Economic growth is hitting a speed ramp, but should shift into a higher gear, says strategist Peter van der Welle.
Markets are facing a mid-cycle slowdown rather than a late-cycle malaise which would cause a recession in the US or other western markets, he says. That means risks should reduce for stocks, but Robeco Investment Solutions’ multi-asset funds remain underweight on equities until the manufacturing outlook becomes rosier, he says in the team’s monthly outlook.
“The global economy is stuck in a persistent slowdown concentrated in the manufacturing sector amidst pervasive economic policy uncertainty,” Van der Welle says. “The latest ISM producer confidence index slid into contraction territory at 49.1 in August, delivering little comfort for investors.”
“Is this a harbinger of late cycle-malaise? Our view is that we are in a mid-cycle slowdown, but the economy is likely to shift into a higher gear towards the end of 2019. The speed ramp posed by the global mid-cycle slowdown in (car) manufacturing likely won’t bring global growth to a standstill.”
A mid-cycle slowdown is usually defined as a reduction in the levels of stocks kept by companies as expected demand for their goods falls, slowing the inventory cycle. “Today we observe something akin to a mid-cycle slowdown, as industrial production has slumped, and the US inventory-to-sales ratio is at 1.45, a level similar to the mid-cycle peaks observed in 1995 (1.44) and 2016 (1.47),” says Van der Welle.
“This similarity looks rather promising, though the difficulty is that a slowdown in the inventory cycle has historically also coincided with slowdowns that ultimately killed the expansion (such as in 2001). The presence of an inventory cycle slowdown is therefore a necessary but insufficient condition for establishing whether we are experiencing a mid-cycle slowdown or late-cycle malaise.”
In fact, some indicators are suggesting that worse is yet to come, led by inversion of the yield curve for US government bonds, the typical harbinger of a recession. What varies though is the length of time after the warning flag and the recession actually starting, Van der Welle says.
“The consensus view that has emerged is that the current US yield curve inversion heralds a recession in about 18 months, indicating we are late-cycle indeed,” he says. “However, IMF research shows that economists correctly calling a recession well in advance is effectively a statistical outlier, as they have only been correct five times out of 153.”
“The last two business cycles prior to the one we are enjoying now has shown that the lags between inversion and recession seem to have lengthened much beyond 18 months, occurring 29 months after the 2005 inversion and 33 months after the 1998 inversion.”
“There is corroborating evidence as well from an increased lag between a cyclical peak in the US ISM manufacturing index and the subsequent recessions. This lag has stretched way beyond the historical average lag of 36 months in the previous three business cycles, taking 80, 78 and 44 months respectively.”
“The lengthening of lead/lag relationships between yield curves, producer confidence indicators and recessions in recent decades suggests that this expansion, already playing in extra time, may have some vigor left.”
Van der Welle says the most likely explanation for a longer lag in recent decades is the declining importance of manufacturing for the global business cycle, in contrast with the increasing importance of the services sector, which now accounts for 45% of US GDP.
“While manufacturing is already in contraction, the services sector has remained resilient; the ISM non-manufacturing index is still indicating ongoing expansion in the US services sector.

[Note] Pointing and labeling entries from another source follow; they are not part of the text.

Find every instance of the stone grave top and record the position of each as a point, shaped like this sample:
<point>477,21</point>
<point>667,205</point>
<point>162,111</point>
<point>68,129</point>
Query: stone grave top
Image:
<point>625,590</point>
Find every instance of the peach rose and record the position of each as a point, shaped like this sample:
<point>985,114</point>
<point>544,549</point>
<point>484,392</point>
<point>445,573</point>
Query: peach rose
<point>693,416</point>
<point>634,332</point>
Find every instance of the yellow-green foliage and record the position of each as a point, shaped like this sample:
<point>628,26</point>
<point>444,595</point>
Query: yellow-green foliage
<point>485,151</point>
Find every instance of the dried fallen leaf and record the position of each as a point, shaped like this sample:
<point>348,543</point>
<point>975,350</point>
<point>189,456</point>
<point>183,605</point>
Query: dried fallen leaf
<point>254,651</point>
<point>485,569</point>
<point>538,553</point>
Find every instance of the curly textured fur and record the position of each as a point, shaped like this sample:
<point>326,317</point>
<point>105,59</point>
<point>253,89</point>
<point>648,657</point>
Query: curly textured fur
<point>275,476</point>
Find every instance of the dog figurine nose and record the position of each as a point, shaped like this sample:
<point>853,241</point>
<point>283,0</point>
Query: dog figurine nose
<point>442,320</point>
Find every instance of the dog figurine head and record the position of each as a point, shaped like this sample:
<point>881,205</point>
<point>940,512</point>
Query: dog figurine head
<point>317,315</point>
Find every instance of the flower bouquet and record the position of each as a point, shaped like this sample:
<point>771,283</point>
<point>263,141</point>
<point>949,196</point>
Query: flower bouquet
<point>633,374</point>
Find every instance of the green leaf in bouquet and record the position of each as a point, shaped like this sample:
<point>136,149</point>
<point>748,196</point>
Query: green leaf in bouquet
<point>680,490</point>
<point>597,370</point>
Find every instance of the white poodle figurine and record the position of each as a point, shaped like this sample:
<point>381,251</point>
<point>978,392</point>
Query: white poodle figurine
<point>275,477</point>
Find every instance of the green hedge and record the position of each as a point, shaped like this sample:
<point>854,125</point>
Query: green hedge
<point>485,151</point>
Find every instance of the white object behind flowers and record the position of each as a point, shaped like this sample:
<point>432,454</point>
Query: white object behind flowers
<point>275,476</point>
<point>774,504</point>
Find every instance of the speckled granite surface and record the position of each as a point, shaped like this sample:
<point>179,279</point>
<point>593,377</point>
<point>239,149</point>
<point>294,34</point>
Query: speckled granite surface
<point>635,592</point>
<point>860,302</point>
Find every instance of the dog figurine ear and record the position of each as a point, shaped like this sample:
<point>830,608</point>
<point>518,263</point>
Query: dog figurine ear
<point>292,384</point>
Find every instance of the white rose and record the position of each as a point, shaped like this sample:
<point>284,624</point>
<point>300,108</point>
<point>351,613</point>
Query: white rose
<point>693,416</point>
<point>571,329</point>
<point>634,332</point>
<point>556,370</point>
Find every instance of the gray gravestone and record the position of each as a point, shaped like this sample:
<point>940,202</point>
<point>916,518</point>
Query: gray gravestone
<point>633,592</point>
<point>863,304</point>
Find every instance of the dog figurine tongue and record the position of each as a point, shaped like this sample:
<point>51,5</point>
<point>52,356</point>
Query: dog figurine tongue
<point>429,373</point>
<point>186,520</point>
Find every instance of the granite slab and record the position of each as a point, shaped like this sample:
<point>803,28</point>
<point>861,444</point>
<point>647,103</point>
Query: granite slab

It is hard to envisage a US recession without the services sector showing signs it is about to slide towards outright contraction.”
Another issue is that current real policy rates strongly deviate from levels seen at the end of previous Fed tightening cycles, he says. Real policy rates in the US are below 1%, or negative (-1% for the Eurozone), with US real interest rates at the end of Fed tightening cycles significantly above 2% historically.
“Unless one believes that the real neutral rate of interest (i.e. the rate of interest that neither slows or accelerates the economy) is even lower than current real policy rates for these advanced economies, the net effect of actual low real policy rates should be a lengthening of the economic expansion, not a shortening of it,” says Van der Welle.
“The US has never seen a recession without real interest rates overshooting its long-run trend by at least 2% (today’s number is 0.96%). In short, real interest rates resulting from the Fed tightening cycle that started in December 2015 are unlikely to have been punitive enough yet to bring the US economy to a standstill.”
Meanwhile, fixed investment has been shown to drive business cycles. Looking at the bigger picture, the private fixed investment figures from the US show that the US investments impulse is still positive, in contrast to the negative impulse typically observed before a recession.
“So, if this slowdown indeed proves to be of the mid-cycle variant as we have suggested, the risks are lower for equities,” Van der Welle concludes. “Nevertheless, we remain cautious, as this mid-cycle slowdown still has momentum. For now, we remain underweight equities, awaiting opportunities to re-enter a global equity overweight position in the remainder of the year.”